ICCSD informal student group protests gun violence, legislative failings

ICCSD students Sasha Ackerman and Peter Brozine have organized several walkouts and protests over the last year with a goal for gun law reform in Iowa.


Grace Smith

Oliver Plews, 12, during a protest against gun violence put on by Iowa City high school students on the Pentacrest at the University of Iowa on Thursday, Dec. 1, 2022. Plews attended the protest because gun safety is a cause he cares deeply about. “I don’t want to have to wake up and go to school thinking I might get shot,” Plews said.

Archie Wagner, News Reporter

Growing up in the era of mass shootings, Iowa City High School students Sasha Ackerman and Peter Brozine kept asking themselves what they could do to address gun violence.

Brozine made a point to stay educated by watching and reading the news, but he thought he couldn’t do anything because he was a child. His perspective changed after seeing his peers hold an anti-gun violence protest.

“In eighth grade, somebody from City High hosted a protest, and so then I was like, ‘Hey, I’m finally old enough that people will listen,” he said.

Nationwide, students have protested against gun violence through organizations like March For Our Lives. But advocacy is also happening at the local level, including in Iowa City.

Ackerman said the first protest she attended occurred during elementary school when her mother decided to take her to an anti-gun violence protest.

“There was some students that shared their stories and their fear, and it was like really poetic, their speeches. And it just, I was young, and it scared me,” Ackerman said.

As more protests happened in recent years, Ackerman said she has tried to educate herself on the issues of gun violence.

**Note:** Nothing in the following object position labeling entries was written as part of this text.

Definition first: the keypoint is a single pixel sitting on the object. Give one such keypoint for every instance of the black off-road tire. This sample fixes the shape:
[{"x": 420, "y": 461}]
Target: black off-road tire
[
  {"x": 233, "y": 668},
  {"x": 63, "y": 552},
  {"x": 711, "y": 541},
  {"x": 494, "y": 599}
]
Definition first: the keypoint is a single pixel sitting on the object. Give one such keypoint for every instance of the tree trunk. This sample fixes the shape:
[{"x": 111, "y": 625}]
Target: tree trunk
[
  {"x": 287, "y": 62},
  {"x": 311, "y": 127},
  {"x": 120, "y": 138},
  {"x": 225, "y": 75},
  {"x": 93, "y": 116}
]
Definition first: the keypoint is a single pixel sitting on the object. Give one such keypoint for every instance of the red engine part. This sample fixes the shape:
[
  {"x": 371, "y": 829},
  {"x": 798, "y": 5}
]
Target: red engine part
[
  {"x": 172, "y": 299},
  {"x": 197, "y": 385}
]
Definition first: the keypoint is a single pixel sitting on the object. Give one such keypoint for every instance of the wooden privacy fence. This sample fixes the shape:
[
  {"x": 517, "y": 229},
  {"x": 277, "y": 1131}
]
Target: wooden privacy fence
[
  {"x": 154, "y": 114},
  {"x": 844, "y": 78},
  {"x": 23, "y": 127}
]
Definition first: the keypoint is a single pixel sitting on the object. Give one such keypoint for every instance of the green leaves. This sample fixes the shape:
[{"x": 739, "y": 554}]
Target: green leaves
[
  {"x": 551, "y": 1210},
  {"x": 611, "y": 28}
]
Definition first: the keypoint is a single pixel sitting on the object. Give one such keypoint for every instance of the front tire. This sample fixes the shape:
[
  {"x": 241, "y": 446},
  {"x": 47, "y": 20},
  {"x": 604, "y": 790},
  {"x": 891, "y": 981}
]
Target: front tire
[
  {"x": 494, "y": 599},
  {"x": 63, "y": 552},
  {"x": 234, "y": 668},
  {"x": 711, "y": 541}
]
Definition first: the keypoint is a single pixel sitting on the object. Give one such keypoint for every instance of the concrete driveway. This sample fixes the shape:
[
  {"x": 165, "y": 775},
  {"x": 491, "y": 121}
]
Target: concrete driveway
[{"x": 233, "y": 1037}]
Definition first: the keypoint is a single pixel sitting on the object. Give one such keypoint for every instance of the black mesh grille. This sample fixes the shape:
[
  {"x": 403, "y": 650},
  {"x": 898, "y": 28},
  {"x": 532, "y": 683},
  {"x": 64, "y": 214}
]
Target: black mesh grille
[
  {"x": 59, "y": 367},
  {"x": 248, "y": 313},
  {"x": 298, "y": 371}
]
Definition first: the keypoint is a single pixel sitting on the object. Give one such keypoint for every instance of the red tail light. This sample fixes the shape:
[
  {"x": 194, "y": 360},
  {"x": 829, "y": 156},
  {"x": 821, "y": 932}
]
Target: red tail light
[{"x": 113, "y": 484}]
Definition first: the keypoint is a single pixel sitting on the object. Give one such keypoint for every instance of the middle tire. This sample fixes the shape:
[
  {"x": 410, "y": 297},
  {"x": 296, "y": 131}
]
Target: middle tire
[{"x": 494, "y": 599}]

In December 2022, around 100 K-12 students and Iowa City community members participated in a protest against gun violence that was organized by high school students. A similar protest also occurred in June 2022 that was organized by K-12 students in Iowa City schools that called for stricter gun laws and active shooter drills.

When hosting their first protest about gun violence, which occurred when they were in middle school, Brozine said he reached out to the principal at South East Junior High School, who helped the students access politicians’ contact information.

The principal also informed the students of lockdown training for teachers where police come in to shoot blanks to simulate a school shooting, he said.

“She pointed out that, even though the teachers are [like] no, it’s not real, it’s still very traumatic for them,” Brozine said. “I don’t think training should be mandatory because obviously, that’s very traumatic, but I feel like they should at least give us the option. So that way we have, even if we don’t make use of it, we still have that knowledge.”

Ackerman said Iowa K-12 schools should practice gun violence prevention.

“I know from my school, it’s really easy to get in. Yeah, they lock the doors, but you can just press the button on the lock,” Ackerman said. “You don’t even have to show your ID, and they let you in.”

While walking in the halls at school, Ackerman said she sometimes flinches when she turns a corner and sees someone because of her fear of active shooters.

Brozine said whenever he is in an area — whether a classroom, bathroom, hallway, or a concert venue — he makes sure to have an exit plan because of rising gun violence.

“It’s getting really common,” he said. “A lot of the adults I talk to are like, it is not that common. It probably won’t happen, but it could though.”

When organizing protests, Brozine said it’s important to take into account what will impact the intended audience.

“We probably won’t do any more walkouts for a while because we had, like, four or five of them last year, and eventually, it doesn’t have as much of like the shock value, which is very important when you want to get the media’s attention and the people’s attention,” Brozine said.

RELATED: Iowa City students march to Pentacrest to call for end to gun violence

Once a plan for a protest is formed, he said, students put up posters in school and around downtown Iowa City to reach an audience beyond the middle and high schools. Brozine and Ackerman said they reach out to their friends in middle school to increase the circulation of posters and word of mouth in addition to posting on social media.

“When you are hosting a protest, you want to make sure you’re, you know, letting people know what your goal is, why you’re protesting, and what you want to get out of it,” Ackerman said.

Brozine said their main goal is gun reform.

“When we say gun reform and gun control, we mean things like better background checks, not allowing the public to have high powered machine guns,” Brozine said.

Ackerman said another important facet of gun reform is closing loopholes in legislation such as gun show sales.

“It’s not a law that those vendors have to do background checks. So even if people have a history in abuse or violence, they can still get a gun, and those people won’t know about it,” she said. “They need to do better on the background checks with that.”

Ackerman said Gov. Kim Reynolds should do more to prevent gun violence.

“[Reynolds] said, like, gun violence isn’t her biggest issue right now, and that’s a huge problem to me,” she said. “I’ll go on the news, and I’ll see like a shooting in Maquoketa, a shooting in Des Moines, and it’s just getting closer and closer.”